Разумеется, зарплата, которую я получал на заводе, мне нравилась. И всё же посвящать жизнь этой профессии у меня не было никакого желания.
И поступать на редакционно-издательский факультет Полиграфического института – тоже. Не предполагал я тогда, что почти всю жизнь проработаю редактором. Я тянулся к литературе, но к авторству в ней.
А что до раздававшихся со всех сторон советов вступать в партию, то исходили они, как правило, от институтских сотрудников. Желая мне добра, они ничего плохого в таком поступке не усматривали. Да и я не видел в этом ничего плохого. С волками жить – по-волчьи выть! – это давно известно. Но пример Веры, рьяно взявшейся воплощать в собственной жизни такое правило, меня не вдохновлял. А напарники мои – радиомонтажники и наладчики, с этой точки зрения, волками не были.

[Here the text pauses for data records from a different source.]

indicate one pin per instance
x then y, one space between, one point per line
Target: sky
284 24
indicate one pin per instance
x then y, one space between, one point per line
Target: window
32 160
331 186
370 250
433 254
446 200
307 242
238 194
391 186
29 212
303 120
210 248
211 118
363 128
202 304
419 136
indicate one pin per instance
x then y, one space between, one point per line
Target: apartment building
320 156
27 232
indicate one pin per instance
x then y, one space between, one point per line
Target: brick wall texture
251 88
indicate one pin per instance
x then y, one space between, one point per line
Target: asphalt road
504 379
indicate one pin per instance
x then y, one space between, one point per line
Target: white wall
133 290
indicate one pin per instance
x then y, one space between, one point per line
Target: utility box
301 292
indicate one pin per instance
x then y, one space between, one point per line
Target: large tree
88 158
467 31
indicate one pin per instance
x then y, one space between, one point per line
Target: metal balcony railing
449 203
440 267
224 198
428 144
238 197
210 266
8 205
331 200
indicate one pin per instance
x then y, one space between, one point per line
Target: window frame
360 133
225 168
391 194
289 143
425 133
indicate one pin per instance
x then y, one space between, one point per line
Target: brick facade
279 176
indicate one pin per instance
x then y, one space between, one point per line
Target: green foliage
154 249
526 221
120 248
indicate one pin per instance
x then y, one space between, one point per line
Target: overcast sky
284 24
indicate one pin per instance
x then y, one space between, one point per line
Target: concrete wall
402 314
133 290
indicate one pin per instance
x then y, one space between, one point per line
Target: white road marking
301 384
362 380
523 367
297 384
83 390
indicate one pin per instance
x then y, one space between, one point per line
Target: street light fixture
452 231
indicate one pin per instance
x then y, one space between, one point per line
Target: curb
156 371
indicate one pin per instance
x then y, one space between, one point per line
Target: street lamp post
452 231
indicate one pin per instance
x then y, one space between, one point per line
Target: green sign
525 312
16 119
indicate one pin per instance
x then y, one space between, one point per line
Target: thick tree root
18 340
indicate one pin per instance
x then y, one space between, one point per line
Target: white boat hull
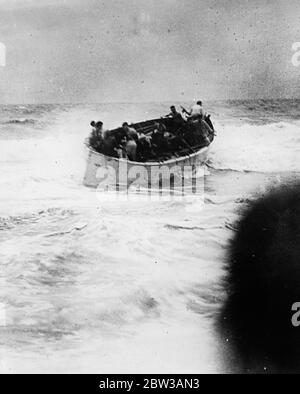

За исключением одного наладчика – Василия Ивановича Гардальонова.
Я пришёл на завод на его место: его перевели в наладчики из радиомонтажников, которым он работал недолго. Наладчики были элитой: разъезжали в командировки на места, где был установлен наш ЭГА, выявляли и устраняли недоделки, заменяли испорченные детали. Василий Иванович стал наладчиком почти сразу же, как вошёл в заводской партком. На правах старшего товарища он журил нас, вспоминающих о вчерашних посиделках в пивнушке: «Ну и как головка? Бо-бо? Небось о пиве думаете?» «Не трави душу, Василий Иванович!» – отзывался кто-нибудь из моих старших товарищей. «Не трави! – усмехался Гордальонов. – Да ты сам её и травишь!» «Ну ладно, – смягчался он. И обращался к наладчикам: – У кого из вас меньше всех голова трещит? Кто мне поможет?»
А помогать ему следовало. Он не обладал даром остальных: чуть ли не по звуку, чуть ли не на ощупь определить причину неполадки и устранить её. Поэтому доверяли ему, как правило, поездки в местные командировки – то есть по городу. Ну иногда и в Московскую область. Говоря иначе, его подстраховывали: если что, он звонил, и к нему немедленно выезжал другой наладчик.
Зачем же держали Василия Ивановича? Не знаю. Начальство к нему относилось хорошо, а точнее – это он замечательно относился к начальству. Забыл имя-отчество рано умершего главного инженера завода Кушнирского. Завидев его, Гордальонов сахарно улыбался, почтительно приветствовал, слушал подавшись вперёд всем корпусом. А с директором завода Жерковым отношения у Василия Ивановича были почти дружескими. Они жили неподалёку друг от друга, и Жерков нередко подвозил Гордальонова на своей служебной машине. Нет-нет, никакого амикошонства! Оба были на «вы», и Василий Иванович всегда благодарил хозяина, вылезая из его машины.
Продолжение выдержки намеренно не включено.